Do you live in a former European communist country? Have removal of tyrannical signs stalled in your country? Do people born after 1989 think they are "cute" things to have regardless of the regime that brought them?

I'm a bit pessimistic, I think whatever is not destroyed or removed next 5 or 6 years will become some magnet of nostalgia and backwardness that will be considered worth preserving. Hence, my hopes some rich people on those countries would come up with some money for foundations for removal of totalitarian architectural signs from their buildings. If I were a billionaire, I'd certainly fork some money to help on the efforts. But I'm worried that some stuff might survive for the long haul and become timeless references, which is negative for something that should be shunned and thrown away (communism ideology) for all evil it has caused on states oppressed by Moscow for 5 decades.


----------



## 863552 (Jan 27, 2010)

I think it's all beautiful and should stay.


----------



## Mr Bricks (May 6, 2005)

So you want to rewrite history? No surprises here. Of course major symbols and flags had to be removed from government buildings etc, however, removing every reference to the old regime is simply reconstructing, forgetting and changing history. Should buildings and monuments built by European powers during the age of empire be destroyed as well? After all they represent imperialism, war, slavery and crimes against humanity?


----------



## dars-dm (Oct 13, 2007)

That's a pretty provocative thread. Do you want to say: "Let's tear down all the bridges and flood all the metro stations built during communist regime, no matter how useful they are and how terrible the traffic would be, as representing communist regime". Tearing down socialist architecture is the same crime as the socialist demolition of imperial architecture.


----------



## ThatOneGuy (Jan 13, 2012)

Communism was an important part of history, we don't want to completely forget about it.
Good, or bad. We must still learn from the past.


----------



## Suburbanist (Dec 25, 2009)

dars-dm said:


> That's a pretty provocative thread.
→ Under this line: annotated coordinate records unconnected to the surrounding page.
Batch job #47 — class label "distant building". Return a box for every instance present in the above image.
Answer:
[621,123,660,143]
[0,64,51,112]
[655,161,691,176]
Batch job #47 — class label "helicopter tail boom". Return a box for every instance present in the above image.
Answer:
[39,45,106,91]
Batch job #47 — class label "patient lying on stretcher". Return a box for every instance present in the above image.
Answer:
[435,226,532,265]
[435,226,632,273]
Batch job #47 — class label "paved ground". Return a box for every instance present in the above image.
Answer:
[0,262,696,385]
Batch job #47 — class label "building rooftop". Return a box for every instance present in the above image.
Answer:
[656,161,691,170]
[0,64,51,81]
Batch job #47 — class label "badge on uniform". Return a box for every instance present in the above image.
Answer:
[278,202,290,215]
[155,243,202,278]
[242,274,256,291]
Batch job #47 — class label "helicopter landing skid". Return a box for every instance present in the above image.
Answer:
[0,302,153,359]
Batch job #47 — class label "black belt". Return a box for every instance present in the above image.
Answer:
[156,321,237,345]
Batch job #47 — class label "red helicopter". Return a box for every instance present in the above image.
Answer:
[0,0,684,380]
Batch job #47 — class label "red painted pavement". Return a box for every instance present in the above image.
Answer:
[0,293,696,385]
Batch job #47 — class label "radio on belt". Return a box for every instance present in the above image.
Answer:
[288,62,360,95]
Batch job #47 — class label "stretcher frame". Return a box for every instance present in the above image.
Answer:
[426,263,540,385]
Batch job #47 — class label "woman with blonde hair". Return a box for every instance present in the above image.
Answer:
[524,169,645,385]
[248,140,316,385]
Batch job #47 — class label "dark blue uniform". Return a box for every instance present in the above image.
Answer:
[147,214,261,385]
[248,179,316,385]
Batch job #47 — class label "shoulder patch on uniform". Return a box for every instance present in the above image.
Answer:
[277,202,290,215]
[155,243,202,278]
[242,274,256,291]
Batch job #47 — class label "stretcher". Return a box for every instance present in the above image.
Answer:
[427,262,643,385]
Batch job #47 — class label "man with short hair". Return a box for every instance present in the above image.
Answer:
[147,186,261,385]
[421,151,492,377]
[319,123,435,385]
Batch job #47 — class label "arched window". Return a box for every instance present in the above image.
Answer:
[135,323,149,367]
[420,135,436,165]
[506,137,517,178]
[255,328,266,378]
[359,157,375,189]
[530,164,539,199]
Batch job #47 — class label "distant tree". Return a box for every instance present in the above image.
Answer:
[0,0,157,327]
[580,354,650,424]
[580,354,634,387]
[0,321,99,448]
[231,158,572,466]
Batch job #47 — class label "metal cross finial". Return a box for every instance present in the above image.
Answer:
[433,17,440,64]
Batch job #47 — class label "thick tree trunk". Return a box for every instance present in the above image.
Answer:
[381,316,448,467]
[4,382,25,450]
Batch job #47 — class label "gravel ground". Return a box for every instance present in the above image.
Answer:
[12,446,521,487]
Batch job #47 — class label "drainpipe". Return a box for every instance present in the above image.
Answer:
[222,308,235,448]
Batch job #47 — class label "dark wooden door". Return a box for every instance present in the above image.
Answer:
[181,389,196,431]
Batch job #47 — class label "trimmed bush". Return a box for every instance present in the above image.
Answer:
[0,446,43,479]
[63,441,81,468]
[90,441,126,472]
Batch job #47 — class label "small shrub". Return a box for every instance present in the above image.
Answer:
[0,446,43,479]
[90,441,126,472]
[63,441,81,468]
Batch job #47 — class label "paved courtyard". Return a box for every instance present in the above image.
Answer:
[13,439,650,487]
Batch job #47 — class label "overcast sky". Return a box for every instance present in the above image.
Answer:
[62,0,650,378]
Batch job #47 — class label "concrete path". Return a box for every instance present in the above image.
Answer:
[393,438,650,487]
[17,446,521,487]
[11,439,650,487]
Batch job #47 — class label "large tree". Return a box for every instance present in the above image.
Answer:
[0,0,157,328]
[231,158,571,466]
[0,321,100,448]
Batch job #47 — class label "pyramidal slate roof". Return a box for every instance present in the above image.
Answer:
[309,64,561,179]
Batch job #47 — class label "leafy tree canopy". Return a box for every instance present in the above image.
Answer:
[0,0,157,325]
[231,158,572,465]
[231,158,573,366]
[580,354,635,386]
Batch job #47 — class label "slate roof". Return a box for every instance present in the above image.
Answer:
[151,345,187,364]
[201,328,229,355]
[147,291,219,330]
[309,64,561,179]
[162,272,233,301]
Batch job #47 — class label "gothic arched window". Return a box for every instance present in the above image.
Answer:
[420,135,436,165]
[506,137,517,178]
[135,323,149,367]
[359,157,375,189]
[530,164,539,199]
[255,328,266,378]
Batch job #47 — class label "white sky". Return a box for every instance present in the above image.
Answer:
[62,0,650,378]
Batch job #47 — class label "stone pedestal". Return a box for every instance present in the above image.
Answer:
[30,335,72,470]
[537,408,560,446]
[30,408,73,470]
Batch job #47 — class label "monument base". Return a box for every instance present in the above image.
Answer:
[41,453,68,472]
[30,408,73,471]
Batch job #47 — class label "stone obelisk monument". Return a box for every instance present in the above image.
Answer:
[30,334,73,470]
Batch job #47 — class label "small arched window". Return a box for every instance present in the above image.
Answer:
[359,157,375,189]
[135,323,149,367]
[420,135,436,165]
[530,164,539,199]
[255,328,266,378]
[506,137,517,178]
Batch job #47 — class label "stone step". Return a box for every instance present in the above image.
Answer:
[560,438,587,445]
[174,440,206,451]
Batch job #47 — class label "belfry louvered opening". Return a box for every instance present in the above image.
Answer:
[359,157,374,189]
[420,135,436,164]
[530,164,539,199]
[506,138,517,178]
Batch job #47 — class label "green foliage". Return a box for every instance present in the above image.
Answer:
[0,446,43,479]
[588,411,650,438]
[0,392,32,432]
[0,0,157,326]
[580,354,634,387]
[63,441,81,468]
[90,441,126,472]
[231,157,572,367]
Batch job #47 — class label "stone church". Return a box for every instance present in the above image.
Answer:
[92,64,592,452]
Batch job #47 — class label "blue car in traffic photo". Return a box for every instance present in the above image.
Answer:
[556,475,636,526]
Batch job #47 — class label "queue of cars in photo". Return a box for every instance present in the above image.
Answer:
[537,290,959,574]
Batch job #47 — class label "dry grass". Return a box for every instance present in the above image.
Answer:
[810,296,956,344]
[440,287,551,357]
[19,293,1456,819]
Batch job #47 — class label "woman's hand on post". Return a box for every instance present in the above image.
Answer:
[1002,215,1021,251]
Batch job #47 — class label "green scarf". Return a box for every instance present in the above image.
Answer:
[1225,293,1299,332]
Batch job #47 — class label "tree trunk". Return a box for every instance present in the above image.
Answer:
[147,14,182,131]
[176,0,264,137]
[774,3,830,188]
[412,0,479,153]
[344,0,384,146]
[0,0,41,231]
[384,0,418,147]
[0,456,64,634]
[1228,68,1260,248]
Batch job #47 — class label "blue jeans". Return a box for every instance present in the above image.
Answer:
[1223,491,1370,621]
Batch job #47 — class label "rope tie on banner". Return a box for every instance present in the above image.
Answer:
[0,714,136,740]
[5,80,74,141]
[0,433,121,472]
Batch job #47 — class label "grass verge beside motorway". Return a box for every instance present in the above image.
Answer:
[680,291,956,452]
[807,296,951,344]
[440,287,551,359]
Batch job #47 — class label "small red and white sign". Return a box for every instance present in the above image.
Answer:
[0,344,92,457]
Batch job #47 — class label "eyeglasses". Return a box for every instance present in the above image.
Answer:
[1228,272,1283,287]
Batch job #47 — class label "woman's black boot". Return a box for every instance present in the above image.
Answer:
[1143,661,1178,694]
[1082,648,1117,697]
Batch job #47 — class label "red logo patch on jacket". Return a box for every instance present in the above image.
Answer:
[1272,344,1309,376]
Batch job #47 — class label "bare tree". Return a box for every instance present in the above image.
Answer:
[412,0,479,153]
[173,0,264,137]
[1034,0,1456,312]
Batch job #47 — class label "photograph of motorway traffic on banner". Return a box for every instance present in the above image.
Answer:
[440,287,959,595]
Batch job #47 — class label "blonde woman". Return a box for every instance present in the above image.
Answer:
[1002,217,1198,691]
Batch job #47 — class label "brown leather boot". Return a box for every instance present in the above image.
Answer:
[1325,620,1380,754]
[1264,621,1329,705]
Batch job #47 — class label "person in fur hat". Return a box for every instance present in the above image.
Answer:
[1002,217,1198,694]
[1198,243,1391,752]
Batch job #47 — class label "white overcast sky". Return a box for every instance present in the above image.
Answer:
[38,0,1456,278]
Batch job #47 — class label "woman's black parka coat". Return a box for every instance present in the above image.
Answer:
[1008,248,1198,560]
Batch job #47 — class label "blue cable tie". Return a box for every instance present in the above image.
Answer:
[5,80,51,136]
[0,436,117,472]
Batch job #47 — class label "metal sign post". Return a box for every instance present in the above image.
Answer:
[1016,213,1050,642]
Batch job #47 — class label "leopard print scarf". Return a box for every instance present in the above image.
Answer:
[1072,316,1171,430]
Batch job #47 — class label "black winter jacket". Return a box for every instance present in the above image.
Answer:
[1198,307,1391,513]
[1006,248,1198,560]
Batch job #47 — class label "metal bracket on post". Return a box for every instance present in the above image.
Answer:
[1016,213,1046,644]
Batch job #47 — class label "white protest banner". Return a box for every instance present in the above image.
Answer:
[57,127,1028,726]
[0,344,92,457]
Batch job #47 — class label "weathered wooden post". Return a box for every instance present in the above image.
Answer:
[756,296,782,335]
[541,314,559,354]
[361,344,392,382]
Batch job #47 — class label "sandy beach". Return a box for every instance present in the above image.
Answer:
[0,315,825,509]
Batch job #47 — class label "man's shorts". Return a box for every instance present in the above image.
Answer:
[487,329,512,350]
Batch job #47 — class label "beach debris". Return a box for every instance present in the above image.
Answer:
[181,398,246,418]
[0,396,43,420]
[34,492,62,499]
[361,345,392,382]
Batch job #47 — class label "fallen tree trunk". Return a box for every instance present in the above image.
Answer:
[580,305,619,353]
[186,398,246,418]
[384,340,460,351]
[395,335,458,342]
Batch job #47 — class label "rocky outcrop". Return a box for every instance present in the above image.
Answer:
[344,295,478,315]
Do you want to say: "Let's tear down all the bridges and flood all the metro stations built during communist regime, no matter how useful they are and how terrible the traffic would be, as representing communist regime". Tearing down socialist architecture is the same crime as the socialist demolition of imperial architecture.


I'm not advocating taking down the buildings themselves (except monuments without other functions) or the infrastructure, only removing visual references to communist dictatorships.

For instance, a bridge can surely remain, but a plaque commemorating its opening should be removed, and some party or communist government agency symbol defaced, removed or plastered over with a patch of cement.


----------



## Marathaman (Jul 24, 2007)

dear god...


----------



## bolg (Aug 21, 2012)

Why should they hide their history? The buildings and statues tell the story of an important part of 20th century society and history. A city like Kiev wouldn't be the same without 









Wikipedia


----------



## Rev Stickleback (Jun 23, 2009)

Suburbanist said:


> I'm not advocating taking down the buildings themselves (except monuments without other functions) or the infrastructure, only removing visual references to communist dictatorships.


Why? If people feel annoyed by something, then there's no problem with them removing it, but why should they _have_ to remove it if it doesn't bother them?



> For instance, a bridge can surely remain, but a plaque commemorating its opening should be removed, and some party or communist government agency symbol defaced, removed or plastered over with a patch of cement.


Couldn't you just let people decide which things in their own country ought to be removed?


You are also reading far too much into it if you think that preservation of something historic, such as parts of the Berlin Wall, implies that people are supportive of that regime.

Maybe you should have a go at the Polish for preserving Auschwitz, as clearly that must indicate they are in favour of Nazi death camps.


----------



## Sorok (Jun 16, 2011)

Suburbanist said:


> Do you live in a former European communist country? Have removal of tyrannical signs stalled in your country? Do people born after 1989 think they are "cute" things to have regardless of the regime that brought them?


What about the signs of tyrannical European colonialism in Latin and South America, South-East Asia? Should they be removed? Oh, and I almost forgot about the signs of "oppressive" regime of British Monarchy in Scotland and Ireland - what about these?


----------



## Suburbanist (Dec 25, 2009)

Rev Stickleback said:


> Maybe you should have a go at the Polish for preserving Auschwitz, as clearly that must indicate they are in favour of Nazi death camps.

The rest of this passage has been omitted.